During the previous quarter, Amwell migrated some of its largest payer clients to the Converge platform, executives said.

"The market for digital health is just starting and we are well positioned to benefit. What we do is complicated. Value to patients, providers and payers is significant, and we believe our deep integrations and vast deployments form long-term bonds with healthcare organizations that make up a big part of the U.S. ecosystem. We are proud of what we've accomplished in the past three years and believe it is beginning to pay off," Schoenberg said.

Total virtual care visits reached 1.67 million during the quarter with 68% of visits taking place on the company's new Converge platform, up from 54% through the Converge platform in the fourth quarter, Schoenberg said.

Visits were down slightly from 1.7 million telehealth visits during the first quarter of 2023, impacted by the Change Healthcare security breach and a "temporary disruption" associated with Amwell's largest client migrations to Converge, Shepardson said during the earnings call.

The Change Healthcare hack impacted the company because customers couldn't see their copays, Schoenberg said.

"We resolved those issues before quarter's end," Shepardson said.

Without the disruptions from the Change attack, Amwell's virtual care visits would have been flat year over year, as opposed to slightly declining, he said.

The competitive telehealth market continues to evolve and, in the past two weeks, major players have exited the sector. UnitedHealth Group's Optum announced it was going to sunset its telehealth service and, in a surprising move, Walmart plans to shut down all 51 of its health centers and its virtual care service.

These recent moves could actually be a tailwind for Amwell. "We are here; we're still serving a big part of the U.S. ecosystem. When there are less players, the math is that we are likely to net benefit it," Schoenberg told investors during the earnings call.

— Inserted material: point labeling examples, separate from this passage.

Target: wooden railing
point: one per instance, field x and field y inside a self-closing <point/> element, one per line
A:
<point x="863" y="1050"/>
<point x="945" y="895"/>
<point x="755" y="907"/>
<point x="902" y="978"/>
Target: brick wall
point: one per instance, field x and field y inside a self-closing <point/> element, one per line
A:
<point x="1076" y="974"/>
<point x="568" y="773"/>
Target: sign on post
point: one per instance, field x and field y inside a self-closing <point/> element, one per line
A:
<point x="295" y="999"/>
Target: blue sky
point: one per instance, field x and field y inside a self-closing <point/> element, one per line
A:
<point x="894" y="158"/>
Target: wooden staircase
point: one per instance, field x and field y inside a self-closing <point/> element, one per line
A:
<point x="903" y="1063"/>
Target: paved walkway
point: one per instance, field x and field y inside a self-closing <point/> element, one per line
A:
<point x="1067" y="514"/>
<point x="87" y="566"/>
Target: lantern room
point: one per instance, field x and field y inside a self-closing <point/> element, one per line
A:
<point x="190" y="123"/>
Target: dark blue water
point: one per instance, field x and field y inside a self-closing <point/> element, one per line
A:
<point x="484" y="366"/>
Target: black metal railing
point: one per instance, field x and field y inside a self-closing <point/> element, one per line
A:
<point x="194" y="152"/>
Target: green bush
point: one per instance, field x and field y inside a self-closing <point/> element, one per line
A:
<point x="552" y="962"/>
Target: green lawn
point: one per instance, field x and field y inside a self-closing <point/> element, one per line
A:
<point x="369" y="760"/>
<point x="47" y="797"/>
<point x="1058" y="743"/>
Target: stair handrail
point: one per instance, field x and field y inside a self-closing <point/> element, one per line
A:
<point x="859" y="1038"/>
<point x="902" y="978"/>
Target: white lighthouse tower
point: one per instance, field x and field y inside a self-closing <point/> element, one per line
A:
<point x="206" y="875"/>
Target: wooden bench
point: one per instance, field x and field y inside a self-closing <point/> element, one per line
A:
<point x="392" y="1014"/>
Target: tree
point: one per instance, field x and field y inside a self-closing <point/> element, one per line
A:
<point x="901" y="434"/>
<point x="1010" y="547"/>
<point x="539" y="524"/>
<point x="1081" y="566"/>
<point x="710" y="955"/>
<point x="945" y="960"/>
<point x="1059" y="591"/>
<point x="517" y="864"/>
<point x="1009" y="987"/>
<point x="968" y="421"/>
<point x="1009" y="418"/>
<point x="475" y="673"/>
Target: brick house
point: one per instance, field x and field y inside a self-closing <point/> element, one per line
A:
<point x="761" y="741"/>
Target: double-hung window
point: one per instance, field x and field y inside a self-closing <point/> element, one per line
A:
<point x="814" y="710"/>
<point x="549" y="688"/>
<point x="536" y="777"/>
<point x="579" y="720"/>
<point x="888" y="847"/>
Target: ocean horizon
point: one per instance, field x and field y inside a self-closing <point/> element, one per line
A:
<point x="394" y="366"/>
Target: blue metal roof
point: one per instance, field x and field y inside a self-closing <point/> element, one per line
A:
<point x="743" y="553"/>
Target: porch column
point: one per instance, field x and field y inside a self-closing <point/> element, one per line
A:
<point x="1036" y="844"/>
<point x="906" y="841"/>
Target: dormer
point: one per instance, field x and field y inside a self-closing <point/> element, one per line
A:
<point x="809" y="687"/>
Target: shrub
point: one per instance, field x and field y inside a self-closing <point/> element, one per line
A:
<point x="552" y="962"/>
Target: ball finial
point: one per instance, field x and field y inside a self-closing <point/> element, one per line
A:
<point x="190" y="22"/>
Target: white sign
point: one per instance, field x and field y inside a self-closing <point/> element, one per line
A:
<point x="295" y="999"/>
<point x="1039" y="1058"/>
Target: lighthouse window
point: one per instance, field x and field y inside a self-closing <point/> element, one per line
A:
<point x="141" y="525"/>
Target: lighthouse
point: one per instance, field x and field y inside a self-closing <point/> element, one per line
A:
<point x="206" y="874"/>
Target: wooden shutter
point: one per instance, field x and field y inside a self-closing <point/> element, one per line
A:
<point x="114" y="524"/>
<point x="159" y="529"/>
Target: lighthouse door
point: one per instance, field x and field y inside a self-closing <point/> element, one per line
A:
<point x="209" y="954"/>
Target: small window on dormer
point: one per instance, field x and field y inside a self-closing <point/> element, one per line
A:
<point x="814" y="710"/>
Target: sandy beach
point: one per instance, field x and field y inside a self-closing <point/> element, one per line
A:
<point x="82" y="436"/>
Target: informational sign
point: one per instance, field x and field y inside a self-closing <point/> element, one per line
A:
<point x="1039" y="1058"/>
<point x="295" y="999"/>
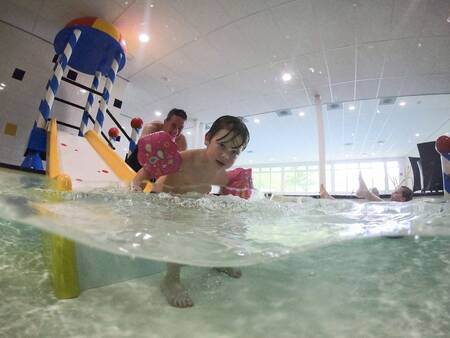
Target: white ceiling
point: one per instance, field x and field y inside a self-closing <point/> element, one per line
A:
<point x="215" y="57"/>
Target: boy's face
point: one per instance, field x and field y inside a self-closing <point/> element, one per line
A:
<point x="173" y="126"/>
<point x="223" y="152"/>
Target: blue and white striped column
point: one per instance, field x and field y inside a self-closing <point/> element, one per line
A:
<point x="89" y="102"/>
<point x="37" y="142"/>
<point x="53" y="84"/>
<point x="106" y="93"/>
<point x="445" y="159"/>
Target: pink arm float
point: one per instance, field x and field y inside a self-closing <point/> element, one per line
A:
<point x="239" y="183"/>
<point x="158" y="154"/>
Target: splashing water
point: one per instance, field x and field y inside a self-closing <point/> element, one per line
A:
<point x="208" y="230"/>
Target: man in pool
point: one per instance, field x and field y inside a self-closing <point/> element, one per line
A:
<point x="173" y="124"/>
<point x="401" y="194"/>
<point x="199" y="170"/>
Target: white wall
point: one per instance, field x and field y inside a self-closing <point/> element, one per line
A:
<point x="19" y="101"/>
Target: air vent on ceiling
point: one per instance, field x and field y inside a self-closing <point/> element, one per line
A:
<point x="282" y="113"/>
<point x="243" y="119"/>
<point x="334" y="106"/>
<point x="387" y="100"/>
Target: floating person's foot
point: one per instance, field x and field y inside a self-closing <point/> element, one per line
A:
<point x="175" y="294"/>
<point x="232" y="272"/>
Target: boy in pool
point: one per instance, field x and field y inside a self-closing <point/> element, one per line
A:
<point x="199" y="170"/>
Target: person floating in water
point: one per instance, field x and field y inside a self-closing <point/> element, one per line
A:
<point x="198" y="170"/>
<point x="401" y="194"/>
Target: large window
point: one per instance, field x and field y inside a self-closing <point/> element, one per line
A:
<point x="341" y="177"/>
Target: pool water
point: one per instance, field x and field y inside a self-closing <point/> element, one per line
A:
<point x="311" y="268"/>
<point x="376" y="287"/>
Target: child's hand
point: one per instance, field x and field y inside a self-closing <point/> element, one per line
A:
<point x="158" y="154"/>
<point x="239" y="183"/>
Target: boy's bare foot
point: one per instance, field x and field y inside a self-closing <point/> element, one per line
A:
<point x="232" y="272"/>
<point x="362" y="191"/>
<point x="324" y="193"/>
<point x="175" y="293"/>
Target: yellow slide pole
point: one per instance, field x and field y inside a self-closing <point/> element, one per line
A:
<point x="61" y="251"/>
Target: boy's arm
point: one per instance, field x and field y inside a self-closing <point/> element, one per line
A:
<point x="181" y="142"/>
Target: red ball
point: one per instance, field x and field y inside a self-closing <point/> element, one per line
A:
<point x="137" y="123"/>
<point x="443" y="144"/>
<point x="113" y="132"/>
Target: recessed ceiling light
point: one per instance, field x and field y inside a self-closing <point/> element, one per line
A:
<point x="286" y="77"/>
<point x="144" y="38"/>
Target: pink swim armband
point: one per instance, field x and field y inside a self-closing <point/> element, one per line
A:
<point x="239" y="183"/>
<point x="158" y="154"/>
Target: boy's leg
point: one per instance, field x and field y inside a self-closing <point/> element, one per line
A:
<point x="171" y="287"/>
<point x="364" y="192"/>
<point x="232" y="272"/>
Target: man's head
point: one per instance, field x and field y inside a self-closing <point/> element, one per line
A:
<point x="174" y="122"/>
<point x="226" y="139"/>
<point x="402" y="194"/>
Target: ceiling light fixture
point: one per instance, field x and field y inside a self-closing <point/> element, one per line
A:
<point x="286" y="77"/>
<point x="144" y="38"/>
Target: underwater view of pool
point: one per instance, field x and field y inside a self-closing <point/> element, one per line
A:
<point x="310" y="267"/>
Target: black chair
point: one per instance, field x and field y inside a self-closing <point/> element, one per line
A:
<point x="430" y="161"/>
<point x="416" y="170"/>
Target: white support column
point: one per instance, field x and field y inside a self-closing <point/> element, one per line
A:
<point x="321" y="139"/>
<point x="198" y="134"/>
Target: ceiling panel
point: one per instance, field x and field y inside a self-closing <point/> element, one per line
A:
<point x="204" y="15"/>
<point x="341" y="63"/>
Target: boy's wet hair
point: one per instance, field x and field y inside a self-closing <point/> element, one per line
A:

He added, "United, like many others, reaffirmed their deep commitment to hybrid care and digital care. So it's important to understand that those people that exited, including Walmart and others, did not say that easier access to health services is not something that's important, they just realized that some of their initial models really were struggling a little bit to find their way."

"We see that as affirming our view where we offer technology to connect existing trusted providers with consumers, and opening the gate to a tidal wave of technology and innovation that we believe could be very, very impactful," Schoenberg said.

Amwell management also said health systems continue to invest in hybrid care solutions, which opens up opportunities for the company. 

"There is a dramatic rise in the sophistication of health systems. The RFPs that we see and the dialogue with health systems, both existing customers and new ones, is a very different dialogue than the one that we held only a couple of years ago," Schoenberg said. "The ROI is really front and center to those dialogues, and it's no longer enough to talk about a broad platform. It's very important to dig deeper into specific solutions."

He added, "We believe that if telehealth two or three years ago was part of the innovation, differentiation and vision part of the health system, it's really much closer today to the operational mundane part of the infrastructure that has very clear goals and very clear ROI to be proven by the partner."